Charles Jennens helped make his friend rather famous. That wasn’t his intent, as he had far loftier goals for what he wanted them to produce together.

As a devout Christian, Jennens was concerned about cultural trends. The questions raised by opinion-makers challenging traditional values were causing church goers and even church leaders to doubt the authority of the Bible and the truth claims made by and about Jesus Christ.

So Jennens approached his German friend, an entertainer, with an idea.

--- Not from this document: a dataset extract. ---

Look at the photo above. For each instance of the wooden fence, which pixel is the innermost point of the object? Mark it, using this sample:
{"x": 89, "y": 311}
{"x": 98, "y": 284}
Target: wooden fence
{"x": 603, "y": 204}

He wanted to use the medium of popular music to present lyrics based on the King James Bible, to tell the story of Jesus in an uplifting and powerful way in secular settings.  He reasoned that an authentic Christian voice was needed to counter the cultural mood of the day.  So with Jennens selecting the words and his friend composing the music (in just 24 days), they produced a work that accomplished their purpose, and ensured that history would never forget them.

The year was 1741. The friend was George Handel.  The work they produced was an English-language, three-part oratorio called Messiah.  Now you know the rest of the story.

Handel originally intended the Messiah for Easter, as he introduced the new oratorio near that holiday in 1742 in Dublin.  However today it is more associated with Christmas because Part 1 emphasizes fulfilled prophecy of the Messiah’s first Advent.  A Chorus in Part 1 presents this profound text:

For unto us a child is born, unto us a son is given, and the government shall be upon His shoulder; and His name shall be called Wonderful, Counselor, The mighty God, The everlasting Father, The Prince of Peace (Is. 9:6).

The more famous Hallelujah Chorus concludes Part 2 amidst a selection of texts about the crucifixion, resurrection, second advent, and the day of judgment. Enlightenment philosophers in the 18th century challenged these truths and the deity of Christ as do skeptics today, mythologizing the idea of a Creator born into His creation.  Yet without Bethlehem, there is no Calvary; if no Calvary the empty tomb is empty of meaning.  “He had to be made like His brethren in all things, so that He might become a merciful and faithful high priest…to make propitiation for the sins of the people” (Heb. 2:17).  So, either there is a Christmas miracle or Christianity is incoherent.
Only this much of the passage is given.